Let's take the square root of our MSE to get the RMSE:

In [None]:
RMSE = np.sqrt(MSE)
RMSE

and let's plot:

In [None]:
plt.plot(RMSE)

So we get a nice U shaped error curve as we expect based on the bias-variance tradeoff. The "sweet spot", i.e., our best performing model is alpha = 2. So we have a winner!

OK, as a last step, let's refit our best model using the entire dataset, that is not only our training set, and let's look at the coefficients:

In [None]:
model_lasso.set_params(alpha=2.0)
model_lasso.fit(X_scaled, y)
model_lasso.coef_

So we see the LASSO sets ByDa, SOB, SOC, Field, and the Wednesday dummie to zero---that's SELECTION. For the other parameters, it applied some degree of SHRINKAGE.

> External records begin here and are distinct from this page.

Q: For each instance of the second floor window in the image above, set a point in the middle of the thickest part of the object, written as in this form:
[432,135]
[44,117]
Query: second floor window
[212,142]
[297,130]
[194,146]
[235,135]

Let's see how the model performs relative to our OLS model:

In [None]:
y_lasso = model_lasso.predict(X_scaled)
FullRMSE_lasso = np.sqrt(mean_squared_error(y,y_lasso))
print(FullRMSE_lasso)

So it beats the OLS model in terms of RMSE, which was 8.3.

Let's look at the predictions between the two models relative to the actual outcomes:

In [None]:
df = pd.DataFrame({'y':y, 'y_hat_sel':y_sel, 'y_hat_lasso':y_lasso})
df

So in some instances, the one model performs better, on other instances the other. But the overall performance of the LASSO model is superior.